Living by the clock
by Elizabeth Horner
What significance does the tick of the clock or the sand trickling through an hourglass have for anyone? It is us humans that have created the concept of time. Our advanced brains have given us the ability to affect nature--- to farm, to build, to invent machines--- and from that came our desire to structure our days.
Other animals don’t have a need to set family dinner time between 6 - 7 p.m., bed time at 10:00 p.m. on school days or wake up time at 6:45 am. There is not a specific event, like their eighteenth birthday when they officially become an adult, ready or not. And as far as humans know, other animals don't have a way of communicating the lessons of history and analyzing the future using complex historical data the same way humans do. Birds may know when and where to migrate at certain times during the year but it is not that sort of exactness that human beings follow.

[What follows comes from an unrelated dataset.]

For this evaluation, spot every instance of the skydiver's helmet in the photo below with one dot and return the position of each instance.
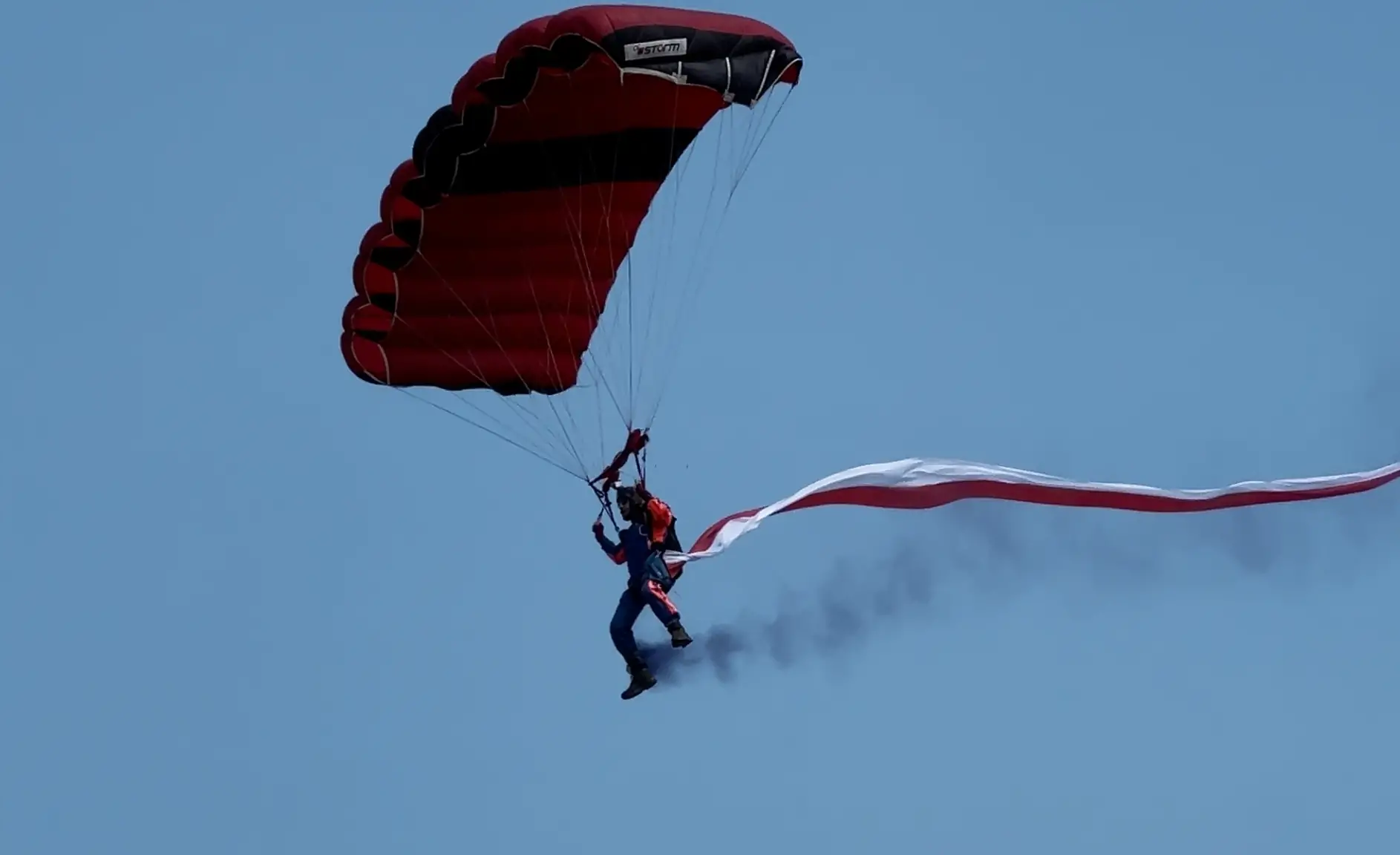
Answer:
(629, 501)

Humans have found a way of making our lives more efficient, more productive, and hopefully more meaningful, by going by the clock--- but only by training ourselves to push the limits of time farther and farther back and always striving to squeeze that extra hour out of the day. This is not a bad thing since deadlines and time limits are mostly what move human beings to get the work done and achieve even long-term goals through steady progress. But time can be a relentless enemy too. As the saying goes, too much of anything is bad for you, even if the intent is good. It would be great if we can press a “pause” button anytime we need it --- long enough to recall the reasons why we are scrambling through life.

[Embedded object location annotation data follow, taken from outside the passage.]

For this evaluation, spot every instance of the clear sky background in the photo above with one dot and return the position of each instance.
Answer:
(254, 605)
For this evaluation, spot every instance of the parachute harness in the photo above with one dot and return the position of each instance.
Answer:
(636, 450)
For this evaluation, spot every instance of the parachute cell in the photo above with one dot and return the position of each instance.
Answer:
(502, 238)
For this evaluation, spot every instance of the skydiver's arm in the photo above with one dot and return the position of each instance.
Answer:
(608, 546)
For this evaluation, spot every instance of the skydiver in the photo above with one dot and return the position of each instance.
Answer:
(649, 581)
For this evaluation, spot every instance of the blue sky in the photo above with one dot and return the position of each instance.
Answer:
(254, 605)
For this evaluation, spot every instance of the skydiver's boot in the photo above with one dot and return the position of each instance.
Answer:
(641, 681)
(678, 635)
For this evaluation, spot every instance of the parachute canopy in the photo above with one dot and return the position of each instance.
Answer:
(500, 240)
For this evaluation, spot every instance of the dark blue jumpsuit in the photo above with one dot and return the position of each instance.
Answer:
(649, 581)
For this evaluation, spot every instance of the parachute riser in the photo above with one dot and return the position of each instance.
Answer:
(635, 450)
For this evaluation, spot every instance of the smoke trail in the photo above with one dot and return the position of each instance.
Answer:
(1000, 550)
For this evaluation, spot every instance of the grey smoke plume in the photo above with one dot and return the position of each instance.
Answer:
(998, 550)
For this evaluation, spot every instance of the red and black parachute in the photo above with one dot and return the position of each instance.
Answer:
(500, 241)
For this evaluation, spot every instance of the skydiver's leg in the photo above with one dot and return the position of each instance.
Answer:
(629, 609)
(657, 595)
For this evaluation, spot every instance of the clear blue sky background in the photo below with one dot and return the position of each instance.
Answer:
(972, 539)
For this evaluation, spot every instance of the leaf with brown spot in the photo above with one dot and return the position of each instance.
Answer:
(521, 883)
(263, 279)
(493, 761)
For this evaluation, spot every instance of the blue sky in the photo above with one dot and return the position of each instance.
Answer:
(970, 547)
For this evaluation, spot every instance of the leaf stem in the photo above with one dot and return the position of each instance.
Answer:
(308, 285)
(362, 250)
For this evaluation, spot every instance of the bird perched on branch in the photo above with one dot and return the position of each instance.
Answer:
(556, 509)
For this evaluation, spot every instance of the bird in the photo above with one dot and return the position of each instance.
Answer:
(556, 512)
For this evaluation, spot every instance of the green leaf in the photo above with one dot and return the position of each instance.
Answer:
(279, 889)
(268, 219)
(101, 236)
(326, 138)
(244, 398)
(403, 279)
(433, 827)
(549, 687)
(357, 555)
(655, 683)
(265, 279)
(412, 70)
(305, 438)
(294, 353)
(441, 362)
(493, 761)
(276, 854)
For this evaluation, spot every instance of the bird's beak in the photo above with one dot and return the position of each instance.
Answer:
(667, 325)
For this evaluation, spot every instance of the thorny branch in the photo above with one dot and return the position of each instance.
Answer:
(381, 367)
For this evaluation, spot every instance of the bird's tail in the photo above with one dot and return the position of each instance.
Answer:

I said earlier that humans created the concept of time and therefore, I believe that we have the ability to guard against the pitfalls of over-extending ourselves. It could be five minutes or an hour, or a day but every one of us is capable of “making time”, or “finding time” --- to stop and smell the roses, if we choose. It starts with prioritizing. Knowing what needs to get done and in what order, it makes it simpler to manage tasks that way. It is also easier to start something once your mind is already going in that direction, and that initial step can be a boost that can make a difference in accomplishing or not completing your tasks.
I also believe that since time is a mind-set, students like me can turn our thoughts to all the good things that will come to us with time: a high-school diploma (and maybe a trip to England, oh, please Mom), our college experiences, our dream job, marriage, the home that's been sketched in our mind --- and just all that gained knowledge as we travel through time as we make our way into the adult world, hopefully wiser!
Time has been going on long before we were born, will be going on long after we die--- what we are responsible for is not watching its progress, like a little kid waiting for the minute hand on the clock move. It is making the most of it, enjoying it, while living it!